The latest indications are that the £200m farm capital grant scheme under the new Rural Development Programme (RDP) might be open for applications before the end of 2015.

The RDP was submitted to the European Commission for approval last October, a process that normally takes around six months. Once formally approved, more details should emerge. In the meantime, over the next few weeks, DARD is expected to come forward with tools to help farmers start the planning process.

The scheme is likely to be opened in stages and have two tiers – the first for project costs of between £5,000 and £30,000 and the second tier for project costs up to £625,000 (£250,000 grant). As the rate of grant rises, expect the level of scrutiny to increase – anyone claiming £250,000 of grant will require a robust business case.

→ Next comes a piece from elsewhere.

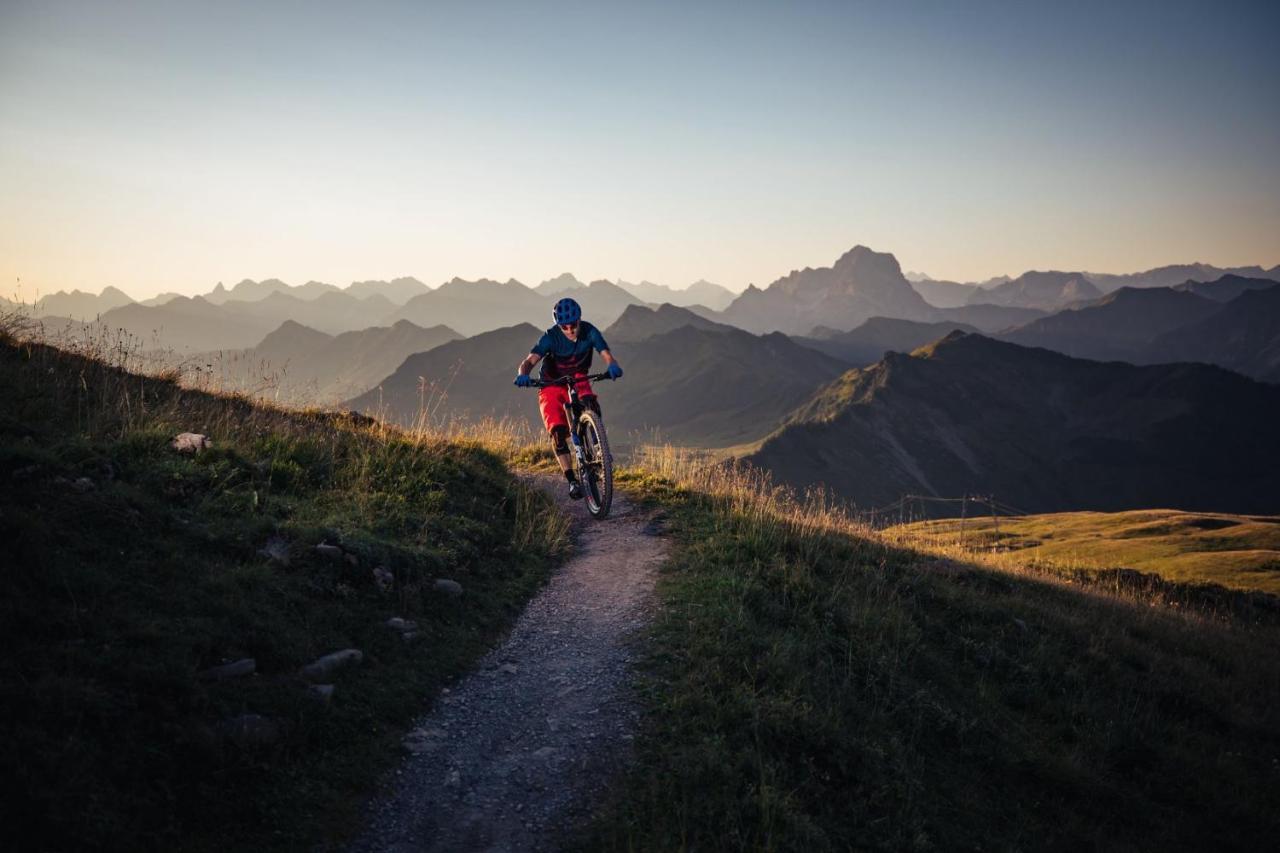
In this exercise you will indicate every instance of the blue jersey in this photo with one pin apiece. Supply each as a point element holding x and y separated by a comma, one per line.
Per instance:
<point>562,356</point>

In terms of what will be eligible for assistance, the scheme will favour applicants increasing farm output and efficiency.

A project that upgrades existing facilities is unlikely to be eligible. There is also the possibility that young farmers will receive a higher grant rate (50% rather than 40%), although if DARD uses the same criteria as was used in the young farmers scheme, a young farmer who is ineligible for that scheme (head of a holding for more than five years) suffers a double hit.

There is then the fear that the intensive sectors (pigs and poultry) use up a lot of the money. Some 320 projects getting the full grant amounts to £200m. Expect weighting criteria to be applied, which favours some sectors over others.

While some have suggested a £100,000 cap to ensure that the money is evenly distributed, a significant upturn in prospects across a number of sectors will be required to get the money spent, irrespective of the grant rate.